Hula at Ulupo Heiau; Kailua, Hawaii

Hula at Ulupo Heiau; Kailua, Hawaii

I often reflect on the sense of alienation felt by many students as part of our school experience, particularly in our years of secondary school.  There always seemed to be a sense of disconnection between what was being taught during the hours of 8 am and 3:30 pm, and what was going on in the rest of our lives.  For many of us, school could at times feel like an internment.  However, there were the occasional opportunities to feel free and inspired.   It is interesting to me that these occasional experiences are the ones I recall with the most pride about my school.  I recall hula dancing in Waikiki and at community centers on O’ahu from as early as elementary.  Thankfully, in Hawaii we have a strong tradition of passing on knowledge through demonstration.  Our teachers taught us  to exhibit our knowledge with pride and perform with the public in mind.  I recall drama classes taught by Kati Kuroda, that today seem so far reaching in scope, I am amazed at what we had accomplished.  Our sixth grade class managed to produce an authentic style Chinese opera, complete with costumes, make up, instruments and musicians.  This production, as all our efforts with Mrs.

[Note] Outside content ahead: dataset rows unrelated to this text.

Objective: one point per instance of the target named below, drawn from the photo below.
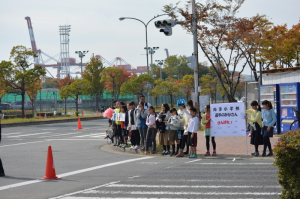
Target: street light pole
(81, 55)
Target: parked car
(5, 106)
(18, 105)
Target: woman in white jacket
(133, 125)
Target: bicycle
(294, 125)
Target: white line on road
(190, 186)
(180, 193)
(23, 143)
(193, 161)
(28, 134)
(74, 172)
(104, 185)
(263, 163)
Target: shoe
(180, 154)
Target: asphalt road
(88, 172)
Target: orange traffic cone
(50, 169)
(79, 124)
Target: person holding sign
(255, 126)
(206, 122)
(268, 123)
(192, 130)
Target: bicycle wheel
(294, 126)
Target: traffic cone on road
(1, 169)
(79, 124)
(50, 169)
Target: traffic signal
(165, 26)
(193, 61)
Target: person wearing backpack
(152, 130)
(174, 123)
(268, 123)
(142, 114)
(255, 126)
(163, 132)
(133, 126)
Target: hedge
(287, 159)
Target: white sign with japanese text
(227, 119)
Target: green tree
(18, 72)
(92, 74)
(168, 88)
(111, 78)
(76, 88)
(137, 86)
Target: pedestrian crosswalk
(193, 180)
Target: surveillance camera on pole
(193, 64)
(165, 26)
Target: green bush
(287, 159)
(49, 114)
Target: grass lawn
(36, 119)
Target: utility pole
(195, 42)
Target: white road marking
(181, 193)
(189, 186)
(29, 134)
(63, 196)
(263, 163)
(74, 172)
(193, 161)
(23, 143)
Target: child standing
(206, 122)
(192, 130)
(174, 123)
(152, 130)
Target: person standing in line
(142, 114)
(192, 129)
(163, 134)
(268, 123)
(255, 126)
(206, 122)
(152, 130)
(124, 127)
(146, 104)
(184, 134)
(133, 126)
(174, 123)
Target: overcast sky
(95, 26)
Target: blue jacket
(269, 117)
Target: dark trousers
(136, 137)
(267, 143)
(151, 135)
(184, 142)
(213, 142)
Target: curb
(49, 122)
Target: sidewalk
(230, 145)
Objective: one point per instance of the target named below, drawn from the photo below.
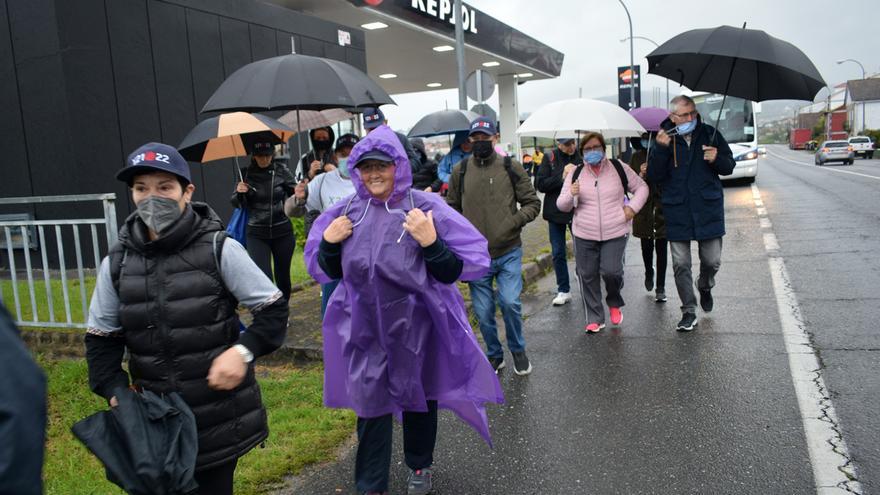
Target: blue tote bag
(237, 227)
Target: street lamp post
(630, 38)
(864, 76)
(459, 55)
(632, 67)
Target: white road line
(833, 471)
(818, 168)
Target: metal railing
(24, 228)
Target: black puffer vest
(177, 316)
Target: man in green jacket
(496, 195)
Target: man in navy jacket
(686, 164)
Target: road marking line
(828, 169)
(833, 471)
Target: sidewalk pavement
(304, 340)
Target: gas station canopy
(410, 43)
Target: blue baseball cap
(152, 157)
(484, 125)
(373, 118)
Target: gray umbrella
(442, 122)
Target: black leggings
(217, 480)
(279, 250)
(648, 248)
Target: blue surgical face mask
(594, 157)
(686, 128)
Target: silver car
(835, 151)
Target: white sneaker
(561, 298)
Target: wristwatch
(246, 354)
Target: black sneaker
(419, 482)
(687, 323)
(706, 301)
(521, 364)
(497, 364)
(660, 295)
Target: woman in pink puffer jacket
(602, 215)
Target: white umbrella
(568, 118)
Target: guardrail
(17, 235)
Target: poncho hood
(385, 140)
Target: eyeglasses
(691, 115)
(373, 166)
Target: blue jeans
(507, 271)
(326, 291)
(560, 256)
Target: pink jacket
(599, 214)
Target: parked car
(835, 151)
(862, 146)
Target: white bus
(738, 127)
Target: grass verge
(302, 431)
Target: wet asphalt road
(644, 409)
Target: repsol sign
(442, 11)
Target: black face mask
(482, 149)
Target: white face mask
(158, 213)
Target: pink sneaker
(616, 316)
(594, 327)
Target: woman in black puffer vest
(270, 236)
(168, 291)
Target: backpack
(508, 166)
(620, 172)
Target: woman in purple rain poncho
(397, 340)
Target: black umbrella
(296, 82)
(148, 443)
(443, 122)
(747, 63)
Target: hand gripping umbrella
(747, 63)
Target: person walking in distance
(549, 179)
(648, 225)
(686, 165)
(496, 196)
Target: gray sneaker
(521, 364)
(419, 482)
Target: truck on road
(862, 146)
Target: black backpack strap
(117, 257)
(461, 172)
(622, 173)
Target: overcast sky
(588, 32)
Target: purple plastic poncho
(395, 337)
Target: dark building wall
(84, 83)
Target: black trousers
(374, 446)
(276, 251)
(217, 480)
(649, 246)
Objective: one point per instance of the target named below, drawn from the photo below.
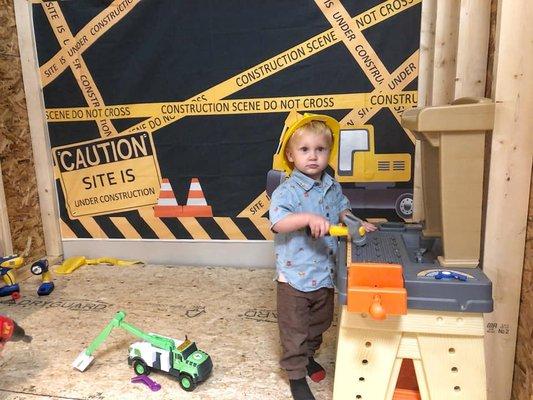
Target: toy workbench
(417, 291)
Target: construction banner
(165, 116)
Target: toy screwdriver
(353, 229)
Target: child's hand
(318, 225)
(369, 227)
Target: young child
(301, 211)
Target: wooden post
(6, 245)
(508, 187)
(425, 87)
(38, 129)
(472, 48)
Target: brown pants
(302, 318)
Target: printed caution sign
(107, 176)
(99, 175)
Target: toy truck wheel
(404, 205)
(186, 382)
(140, 367)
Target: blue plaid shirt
(307, 264)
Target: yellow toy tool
(8, 265)
(73, 263)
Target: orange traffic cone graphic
(167, 205)
(196, 204)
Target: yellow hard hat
(297, 120)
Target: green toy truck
(181, 359)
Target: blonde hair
(315, 127)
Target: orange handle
(376, 309)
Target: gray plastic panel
(405, 245)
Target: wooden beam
(472, 48)
(446, 34)
(425, 89)
(6, 245)
(508, 187)
(38, 129)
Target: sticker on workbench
(107, 176)
(444, 274)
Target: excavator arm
(85, 358)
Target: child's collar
(307, 183)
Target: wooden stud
(446, 33)
(425, 88)
(6, 245)
(508, 187)
(472, 49)
(38, 129)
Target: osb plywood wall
(23, 205)
(16, 156)
(523, 373)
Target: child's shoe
(300, 389)
(315, 371)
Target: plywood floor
(229, 312)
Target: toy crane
(181, 359)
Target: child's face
(310, 153)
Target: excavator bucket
(82, 361)
(85, 358)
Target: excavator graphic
(367, 179)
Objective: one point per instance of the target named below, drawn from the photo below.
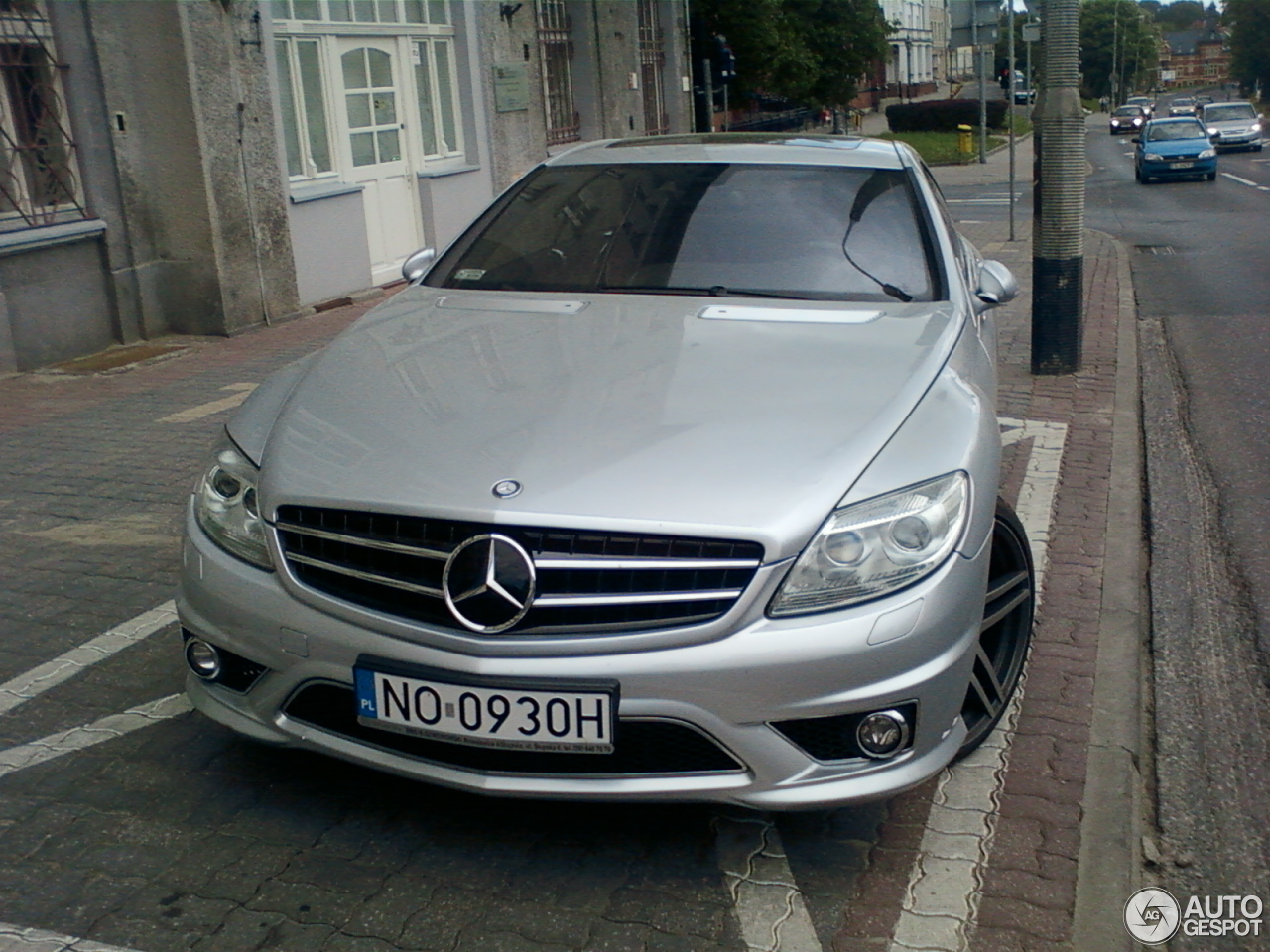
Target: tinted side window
(820, 232)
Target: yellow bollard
(964, 141)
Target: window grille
(432, 12)
(39, 176)
(557, 48)
(652, 61)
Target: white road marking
(1242, 181)
(942, 901)
(14, 938)
(103, 729)
(50, 674)
(213, 407)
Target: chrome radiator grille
(587, 581)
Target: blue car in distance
(1171, 149)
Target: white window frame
(423, 54)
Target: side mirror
(418, 264)
(997, 285)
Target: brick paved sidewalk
(1034, 890)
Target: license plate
(516, 719)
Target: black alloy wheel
(1006, 630)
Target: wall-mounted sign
(511, 86)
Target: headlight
(226, 507)
(875, 547)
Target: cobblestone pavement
(128, 820)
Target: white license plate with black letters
(576, 721)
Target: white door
(375, 144)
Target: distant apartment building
(1194, 58)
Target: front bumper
(731, 688)
(1248, 140)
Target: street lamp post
(908, 64)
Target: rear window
(1175, 130)
(803, 231)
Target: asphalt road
(1198, 259)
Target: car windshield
(802, 231)
(1223, 113)
(1175, 130)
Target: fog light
(203, 658)
(881, 734)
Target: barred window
(652, 60)
(557, 49)
(304, 108)
(436, 12)
(39, 177)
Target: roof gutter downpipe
(1058, 225)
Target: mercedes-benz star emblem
(489, 583)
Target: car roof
(760, 148)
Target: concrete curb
(1110, 860)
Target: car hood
(619, 413)
(1176, 146)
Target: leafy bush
(943, 114)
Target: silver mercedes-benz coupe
(675, 477)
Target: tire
(1006, 630)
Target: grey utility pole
(1058, 226)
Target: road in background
(1198, 252)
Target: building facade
(211, 166)
(911, 66)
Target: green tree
(810, 51)
(1250, 42)
(1116, 35)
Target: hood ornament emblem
(506, 489)
(488, 583)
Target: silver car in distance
(675, 477)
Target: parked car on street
(1234, 125)
(1173, 149)
(675, 477)
(1127, 118)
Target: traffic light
(724, 61)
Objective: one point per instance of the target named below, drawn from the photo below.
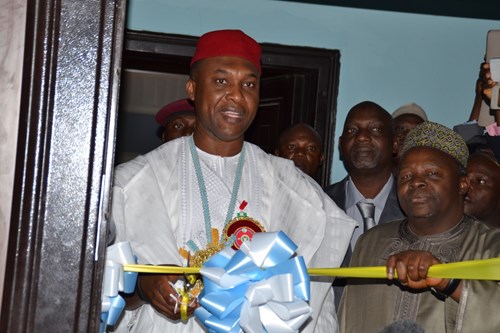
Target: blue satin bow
(262, 287)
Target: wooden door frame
(64, 165)
(320, 68)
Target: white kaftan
(156, 206)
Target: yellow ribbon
(484, 269)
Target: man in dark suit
(366, 148)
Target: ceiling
(480, 9)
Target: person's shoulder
(143, 164)
(387, 229)
(336, 186)
(337, 190)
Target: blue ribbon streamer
(230, 278)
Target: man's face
(429, 186)
(179, 125)
(482, 199)
(402, 125)
(367, 141)
(303, 147)
(226, 93)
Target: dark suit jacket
(391, 212)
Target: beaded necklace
(203, 190)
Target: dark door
(299, 84)
(275, 111)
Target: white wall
(12, 21)
(387, 57)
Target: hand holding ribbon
(115, 280)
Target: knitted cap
(429, 134)
(228, 43)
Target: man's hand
(412, 268)
(487, 82)
(159, 291)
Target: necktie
(367, 210)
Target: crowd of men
(412, 198)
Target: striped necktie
(367, 210)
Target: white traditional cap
(410, 108)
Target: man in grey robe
(431, 189)
(160, 206)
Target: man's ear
(395, 147)
(341, 155)
(191, 89)
(464, 185)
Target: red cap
(182, 105)
(228, 43)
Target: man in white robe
(157, 200)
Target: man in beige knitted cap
(431, 188)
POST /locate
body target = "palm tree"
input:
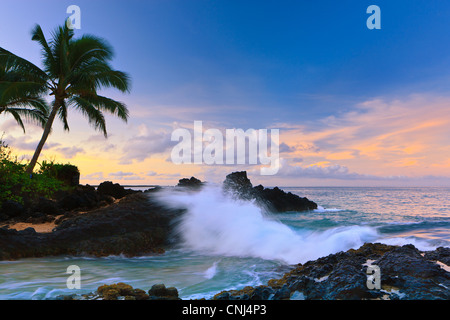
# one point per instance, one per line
(73, 72)
(20, 93)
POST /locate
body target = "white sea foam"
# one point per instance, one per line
(321, 209)
(216, 224)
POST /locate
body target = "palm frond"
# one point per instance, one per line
(94, 115)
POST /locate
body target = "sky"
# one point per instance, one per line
(354, 106)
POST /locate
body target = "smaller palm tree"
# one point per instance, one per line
(74, 70)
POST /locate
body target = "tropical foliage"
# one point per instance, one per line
(73, 73)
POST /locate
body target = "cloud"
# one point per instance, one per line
(379, 137)
(69, 152)
(285, 148)
(146, 143)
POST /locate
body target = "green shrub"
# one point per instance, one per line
(17, 185)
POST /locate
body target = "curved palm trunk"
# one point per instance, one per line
(47, 129)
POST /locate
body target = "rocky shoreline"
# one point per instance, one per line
(406, 274)
(111, 220)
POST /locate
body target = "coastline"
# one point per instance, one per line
(135, 225)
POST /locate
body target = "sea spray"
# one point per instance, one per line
(216, 224)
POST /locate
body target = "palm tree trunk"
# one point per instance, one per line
(47, 129)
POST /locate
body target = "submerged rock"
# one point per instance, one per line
(134, 226)
(274, 200)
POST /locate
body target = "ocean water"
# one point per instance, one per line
(228, 244)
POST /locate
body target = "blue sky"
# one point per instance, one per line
(257, 64)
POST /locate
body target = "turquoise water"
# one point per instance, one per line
(228, 244)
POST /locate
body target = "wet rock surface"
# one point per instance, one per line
(274, 200)
(133, 226)
(405, 274)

Kuroda, was completely produced by fellow classmates.   Again, the whole point of the curriculum was to create something to exhibit to the public.  To Ho’ike.  I imagine that for most students that get involved with the arts, there  is an engagement to a larger community.  This may have offset the skull drudgery we have all felt from a typical classroom lecture and may have lead to greater understanding through a deeper more meaningful experience.  After all, we were proudly creating something of value, sharing it, and receiving feedback from those around us.   There truly is something joyful in the creative process when it is given freely to others!